One contributing factor to changes in the growth rate of chondrichthyans following sexual maturity is energy reallocation away from somatic growth and towards reproductive investment [[4]](#4). In contrast to teleostei, reproductive investment is relatively high for most chondrichthyans, so any changes in somatic growth rates following the age-at-maturity are more likely to be identified from growth and age data alone [[6]](#6).

Soriano et al.'s [[7]](#7) biphasic modifications to the common VBGM, hereafter referred to as the biphasic VBGM (BVBGM), have been applied to a number of chondrichthyes within several age and growth studies. For instance, Acuna et al. [[8]](#8) made use of the BVBGM to model the growth of three pelagic sharks: *Lamna nasus*, *Isurus oxyrinchus*, *Prionace glauca*.

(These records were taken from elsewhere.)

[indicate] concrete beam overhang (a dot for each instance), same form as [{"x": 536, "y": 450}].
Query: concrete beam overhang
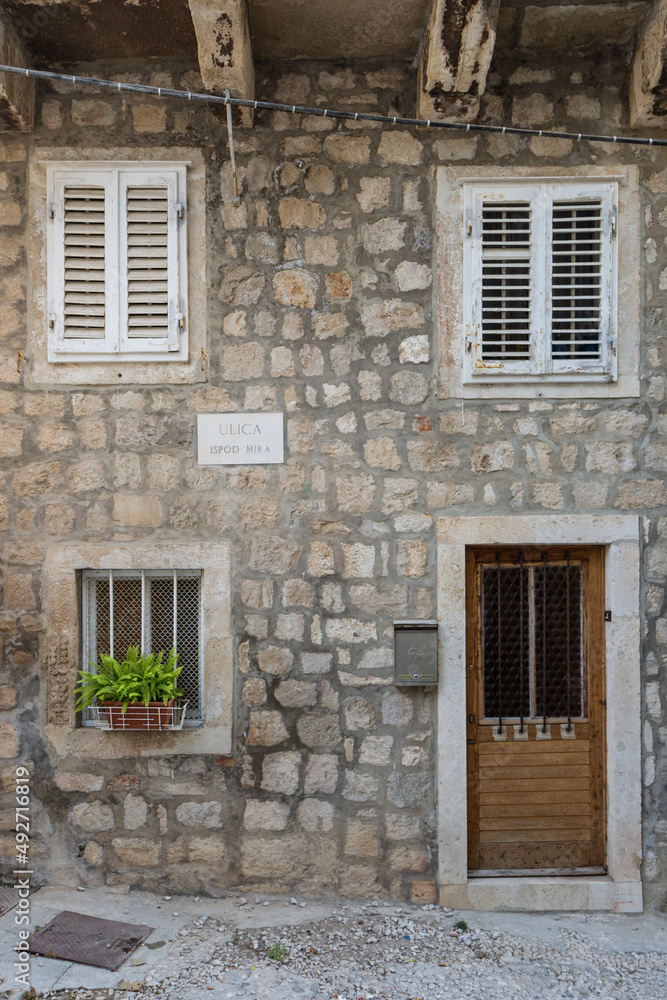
[
  {"x": 225, "y": 50},
  {"x": 17, "y": 93},
  {"x": 456, "y": 56},
  {"x": 648, "y": 75}
]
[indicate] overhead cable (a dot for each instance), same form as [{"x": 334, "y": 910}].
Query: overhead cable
[{"x": 299, "y": 109}]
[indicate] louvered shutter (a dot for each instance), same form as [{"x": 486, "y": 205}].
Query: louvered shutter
[
  {"x": 151, "y": 298},
  {"x": 540, "y": 279},
  {"x": 82, "y": 262},
  {"x": 504, "y": 292},
  {"x": 581, "y": 279}
]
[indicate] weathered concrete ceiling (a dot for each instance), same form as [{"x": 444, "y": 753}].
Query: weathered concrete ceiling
[{"x": 71, "y": 31}]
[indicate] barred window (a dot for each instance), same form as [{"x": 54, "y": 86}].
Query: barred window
[{"x": 151, "y": 609}]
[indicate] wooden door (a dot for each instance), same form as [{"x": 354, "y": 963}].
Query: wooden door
[{"x": 536, "y": 711}]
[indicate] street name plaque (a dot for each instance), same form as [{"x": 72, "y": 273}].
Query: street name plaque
[{"x": 240, "y": 438}]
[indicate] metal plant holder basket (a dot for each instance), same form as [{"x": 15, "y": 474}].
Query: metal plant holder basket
[{"x": 154, "y": 717}]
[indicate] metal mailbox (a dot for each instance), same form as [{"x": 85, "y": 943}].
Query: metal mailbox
[{"x": 415, "y": 653}]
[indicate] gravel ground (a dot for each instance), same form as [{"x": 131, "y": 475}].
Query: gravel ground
[{"x": 387, "y": 952}]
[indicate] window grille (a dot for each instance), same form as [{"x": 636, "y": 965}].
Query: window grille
[
  {"x": 540, "y": 277},
  {"x": 152, "y": 609},
  {"x": 116, "y": 261},
  {"x": 532, "y": 640}
]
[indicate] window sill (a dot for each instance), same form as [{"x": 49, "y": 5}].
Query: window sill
[{"x": 88, "y": 742}]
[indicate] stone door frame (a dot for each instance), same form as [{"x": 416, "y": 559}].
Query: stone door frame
[{"x": 621, "y": 889}]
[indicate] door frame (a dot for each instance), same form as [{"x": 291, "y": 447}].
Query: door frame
[{"x": 621, "y": 889}]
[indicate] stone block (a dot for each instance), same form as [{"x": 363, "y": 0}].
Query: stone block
[
  {"x": 254, "y": 691},
  {"x": 321, "y": 250},
  {"x": 265, "y": 815},
  {"x": 319, "y": 730},
  {"x": 241, "y": 285},
  {"x": 92, "y": 816},
  {"x": 432, "y": 456},
  {"x": 137, "y": 511},
  {"x": 414, "y": 350},
  {"x": 316, "y": 663},
  {"x": 36, "y": 478},
  {"x": 492, "y": 457},
  {"x": 137, "y": 852},
  {"x": 209, "y": 850},
  {"x": 361, "y": 839},
  {"x": 149, "y": 118},
  {"x": 399, "y": 147},
  {"x": 382, "y": 453},
  {"x": 373, "y": 193},
  {"x": 271, "y": 554},
  {"x": 266, "y": 729},
  {"x": 376, "y": 750},
  {"x": 280, "y": 772},
  {"x": 360, "y": 787},
  {"x": 299, "y": 213},
  {"x": 275, "y": 660},
  {"x": 397, "y": 708},
  {"x": 297, "y": 592},
  {"x": 355, "y": 494},
  {"x": 383, "y": 236},
  {"x": 206, "y": 814},
  {"x": 92, "y": 114},
  {"x": 408, "y": 791},
  {"x": 384, "y": 316},
  {"x": 402, "y": 827},
  {"x": 296, "y": 694},
  {"x": 242, "y": 361},
  {"x": 296, "y": 288},
  {"x": 135, "y": 811},
  {"x": 350, "y": 630},
  {"x": 73, "y": 781},
  {"x": 353, "y": 151},
  {"x": 321, "y": 774},
  {"x": 315, "y": 816},
  {"x": 411, "y": 557},
  {"x": 409, "y": 387},
  {"x": 358, "y": 560},
  {"x": 93, "y": 854}
]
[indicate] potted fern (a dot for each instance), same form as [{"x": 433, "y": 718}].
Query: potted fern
[{"x": 135, "y": 693}]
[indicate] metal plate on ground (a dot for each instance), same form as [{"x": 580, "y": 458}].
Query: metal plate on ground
[
  {"x": 8, "y": 898},
  {"x": 77, "y": 937}
]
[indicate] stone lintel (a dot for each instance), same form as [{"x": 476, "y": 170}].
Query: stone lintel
[
  {"x": 225, "y": 51},
  {"x": 457, "y": 53},
  {"x": 648, "y": 76},
  {"x": 17, "y": 93}
]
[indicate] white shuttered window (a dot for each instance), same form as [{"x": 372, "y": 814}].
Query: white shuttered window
[
  {"x": 540, "y": 280},
  {"x": 117, "y": 267}
]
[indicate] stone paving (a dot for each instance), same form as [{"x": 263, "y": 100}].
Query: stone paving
[{"x": 270, "y": 948}]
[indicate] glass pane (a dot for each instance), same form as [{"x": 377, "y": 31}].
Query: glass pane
[
  {"x": 552, "y": 624},
  {"x": 506, "y": 659}
]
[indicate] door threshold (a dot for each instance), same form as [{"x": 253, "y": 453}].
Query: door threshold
[{"x": 536, "y": 872}]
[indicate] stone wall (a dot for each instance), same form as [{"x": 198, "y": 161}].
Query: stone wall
[{"x": 320, "y": 305}]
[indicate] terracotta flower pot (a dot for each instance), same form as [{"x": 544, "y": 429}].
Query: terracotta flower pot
[{"x": 155, "y": 715}]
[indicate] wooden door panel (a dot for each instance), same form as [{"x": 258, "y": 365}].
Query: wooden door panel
[{"x": 538, "y": 803}]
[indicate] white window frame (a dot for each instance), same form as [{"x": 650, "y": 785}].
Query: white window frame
[
  {"x": 194, "y": 717},
  {"x": 541, "y": 197},
  {"x": 116, "y": 178},
  {"x": 63, "y": 654},
  {"x": 456, "y": 378}
]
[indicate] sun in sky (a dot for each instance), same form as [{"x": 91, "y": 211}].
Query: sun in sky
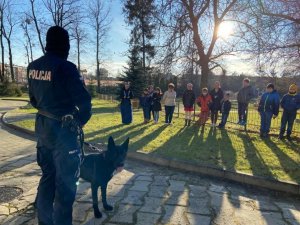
[{"x": 225, "y": 30}]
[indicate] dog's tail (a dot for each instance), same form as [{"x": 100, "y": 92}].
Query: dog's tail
[{"x": 81, "y": 141}]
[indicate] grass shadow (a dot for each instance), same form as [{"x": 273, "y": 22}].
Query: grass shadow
[
  {"x": 290, "y": 166},
  {"x": 257, "y": 164}
]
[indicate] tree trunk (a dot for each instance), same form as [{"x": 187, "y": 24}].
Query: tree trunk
[
  {"x": 2, "y": 59},
  {"x": 12, "y": 74},
  {"x": 97, "y": 59},
  {"x": 78, "y": 54},
  {"x": 2, "y": 53},
  {"x": 144, "y": 52},
  {"x": 204, "y": 74},
  {"x": 37, "y": 27}
]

Soriano et al. [[7]](#7) proposed two continuous modifications to the common VBGM. For each, a new factor $A(t)$ is proposed:

$$
A(t) = 1 - \frac{h}{1 + (t - t_h)^2 }
$$

where $t_h$ is the age in which the phasic shift occurs; and $h$ is the magnitude of the maximum difference in length-at-age between the common VBGM and the BVBGM. For the purposes of this demonstration, we use form *A* of Soriano et al.'s [[7]](#7) BVBGM:

$$
L(t) = L_\infty A(t) (1 - e^{-k(t - t_0)})
$$

where $A(t)$ modifies $L_\infty$ as age increases.

## References

[1] Ricker, W. E. (1975). Computation and interpretation of biological statistics of fish populations. Fish. Res. Board Can. Bull., 191, 1-382.

[2] Beverton, R. J. H., & Holt, S. J. (1957). On the dynamics of exploited fish populations.

[3] Quince, C., Shuter, B. J., Abrams, P. A., & Lester, N. P. (2008). Biphasic growth in fish II: empirical assessment. Journal of Theoretical Biology, 254(2), 207-214.

[4] Araya, M., & Cubillos, L. A. (2006). Evidence of two-phase growth in elasmobranchs. Environmental Biology of Fishes, 77, 293-300.

[5] Pardo, S. A., Cooper, A. B., & Dulvy, N. K. (2013). Avoiding fishy growth curves. Methods in Ecology and Evolution, 4(4), 353-360.

[6] Frisk, M. G., Miller, T. J., & Fogarty, M. J. (2001). Estimation and analysis of biological parameters in elasmobranch fishes: a comparative life history study. Canadian Journal of Fisheries and Aquatic Sciences, 58(5), 969-981.

[7] Soriano, M., Moreau, J., Hoenig, J. M., & Pauly, D. (1992). New functions for the analysis of two-phase growth of juvenile and adult fishes, with application to Nile perch. Transactions of the American Fisheries Society, 121(4), 486-493.

[8] Acuña, E., Cid, L., Pérez, E., Kong, I., Araya, M., Lamilla, J., ... & Barraza, O. (2001). Estudio biológico de tiburones (marrajo dentudo, azulejo y tiburón sardinero) en la zona norte y central de Chile. Informe final, Proyecto FIP, (2000-23), 112.